The Nairobi Summit called for countries to make commitments to “sexual and reproductive health and rights.” Staging the event in Africa was by no means an uncalculated choice. It sent a clear and inherently divisive message to a continent where abortion is not celebrated, and remains heavily restricted.
It was evident in the lead-up to Nairobi that this was a faux U.N. conference, designed to create the artificial perception of consensus on abortion rights where none exists. It was scheduled to mark the 25th anniversary of the Cairo Summit in 1994, which first introduced many of these topics to the international arena.
The Nairobi Summit was an attempt to leverage the U.N. name despite a lack of consensus. It conveniently lacked participation from the full U.N. body of membership, allowing abortion advocates to push through a radical agenda without having to win support from countries that oppose it.

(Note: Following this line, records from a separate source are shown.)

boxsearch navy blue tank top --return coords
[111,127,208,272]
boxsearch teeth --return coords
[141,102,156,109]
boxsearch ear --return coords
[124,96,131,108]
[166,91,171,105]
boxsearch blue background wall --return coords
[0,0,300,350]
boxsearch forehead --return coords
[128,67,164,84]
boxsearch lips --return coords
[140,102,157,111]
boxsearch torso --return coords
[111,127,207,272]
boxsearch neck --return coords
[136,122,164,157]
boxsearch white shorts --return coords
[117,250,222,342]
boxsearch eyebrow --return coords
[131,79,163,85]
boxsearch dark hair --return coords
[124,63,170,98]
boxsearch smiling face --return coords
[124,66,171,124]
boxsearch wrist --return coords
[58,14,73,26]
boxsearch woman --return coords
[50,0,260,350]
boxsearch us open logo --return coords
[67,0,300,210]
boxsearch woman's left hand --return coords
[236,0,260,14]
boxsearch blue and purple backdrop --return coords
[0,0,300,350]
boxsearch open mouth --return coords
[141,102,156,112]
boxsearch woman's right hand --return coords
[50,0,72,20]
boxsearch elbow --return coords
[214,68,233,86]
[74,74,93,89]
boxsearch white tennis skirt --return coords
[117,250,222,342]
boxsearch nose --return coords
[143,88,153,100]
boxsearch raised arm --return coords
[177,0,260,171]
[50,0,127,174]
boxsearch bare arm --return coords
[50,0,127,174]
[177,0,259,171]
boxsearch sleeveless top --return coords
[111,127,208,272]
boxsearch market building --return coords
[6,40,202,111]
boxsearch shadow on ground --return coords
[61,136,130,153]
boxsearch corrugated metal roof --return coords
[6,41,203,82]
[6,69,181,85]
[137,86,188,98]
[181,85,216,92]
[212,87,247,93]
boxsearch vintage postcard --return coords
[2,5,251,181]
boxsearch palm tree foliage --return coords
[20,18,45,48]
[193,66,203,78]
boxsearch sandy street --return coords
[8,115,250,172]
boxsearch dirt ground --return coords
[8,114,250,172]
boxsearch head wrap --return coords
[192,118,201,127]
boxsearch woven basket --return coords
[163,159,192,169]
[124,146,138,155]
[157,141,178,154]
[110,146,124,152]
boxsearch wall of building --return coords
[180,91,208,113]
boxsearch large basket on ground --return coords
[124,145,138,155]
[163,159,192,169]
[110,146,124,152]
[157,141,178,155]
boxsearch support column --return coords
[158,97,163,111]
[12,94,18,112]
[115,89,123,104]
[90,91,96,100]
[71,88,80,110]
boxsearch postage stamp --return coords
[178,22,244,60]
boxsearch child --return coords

While many countries chose simply not to attend, the United States sent a delegation with the express purpose of rejecting the summit’s outcome. Ten other countries joined the U.S. in delivering a joint statement of rejection.
The statement made clear that the coalition does “not support references in international documents to ambiguous terms and expressions, such as sexual and reproductive health and rights.” The statement also noted that “there is no international right to abortion.”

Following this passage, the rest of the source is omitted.